What should I expect from Physical Therapy? There are many things that make a great therapy experience, but the following list should be included in your experience. • A thorough evaluation consisting of a history, medical review, and hands on physical exam • An explanation of the findings of the evaluation and the treatment plan moving forward • Hands on techniques performed by the physical therapist • Specific exercise program consisting of exercises with reps, sets and number of times per day along with an explanation of what the exercise is accomplishing • Re-evaluation by the physical therapist each visit which assesses movement, so treatment can be adjusted or modified based on the patient’s response to the last visit. • Detailed discharge plans. Once therapy is over, the patient should know what to do to progress activities and how to respond should the patient experience a flare-up or symptom regression.

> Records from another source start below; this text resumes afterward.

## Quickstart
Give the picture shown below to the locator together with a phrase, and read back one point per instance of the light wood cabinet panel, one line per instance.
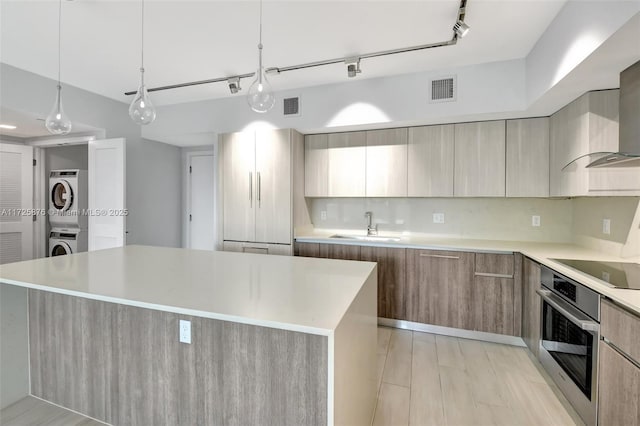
(619, 389)
(273, 187)
(528, 157)
(620, 327)
(386, 163)
(391, 279)
(430, 161)
(316, 165)
(439, 285)
(493, 305)
(347, 164)
(531, 306)
(480, 159)
(238, 175)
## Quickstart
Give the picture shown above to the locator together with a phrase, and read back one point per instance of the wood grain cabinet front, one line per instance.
(439, 287)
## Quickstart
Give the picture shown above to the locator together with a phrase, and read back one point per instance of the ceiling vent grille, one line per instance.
(291, 106)
(443, 90)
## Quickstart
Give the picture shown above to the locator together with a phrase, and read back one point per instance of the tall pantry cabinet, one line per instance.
(262, 180)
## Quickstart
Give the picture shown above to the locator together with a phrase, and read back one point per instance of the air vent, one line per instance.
(292, 106)
(443, 90)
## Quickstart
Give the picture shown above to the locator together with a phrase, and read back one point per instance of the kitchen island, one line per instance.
(274, 339)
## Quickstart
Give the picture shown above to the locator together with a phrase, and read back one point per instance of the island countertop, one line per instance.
(291, 293)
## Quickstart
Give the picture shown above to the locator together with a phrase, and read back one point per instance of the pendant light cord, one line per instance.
(59, 36)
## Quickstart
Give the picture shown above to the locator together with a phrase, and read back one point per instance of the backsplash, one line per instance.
(482, 218)
(624, 215)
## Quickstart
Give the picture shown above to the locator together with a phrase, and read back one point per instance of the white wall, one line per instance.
(482, 218)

If you are having any of these aches and pains, you should discuss physical therapy with your physician, as it may be a great option for you. In the state of Alabama, you also have the ability to go straight to a physical therapist for an evaluation. Physcial therapy treatment cannot begin without the approval of a physician, but you can get a full assessment from a therapist and have that to discuss with your physician. Understanding what options are available enables you to make better choices for your body. Physical therapy is a great tool to assist with maintenance and management of your overall wellness. ............................................................................................... Chad Hobbs PT, DPT, COMT is the Director of Operations and partner at the local physical therapy company, Focus Physiotherapy. Chad graduated with his Doctorate of Physical Therapy from Belmont University in Nashville, TN. He currently holds the position as the Federal Affairs Liason on the Alabama Physical Therapy Association and is a current board member on the Alabama Board of Physical Therapy.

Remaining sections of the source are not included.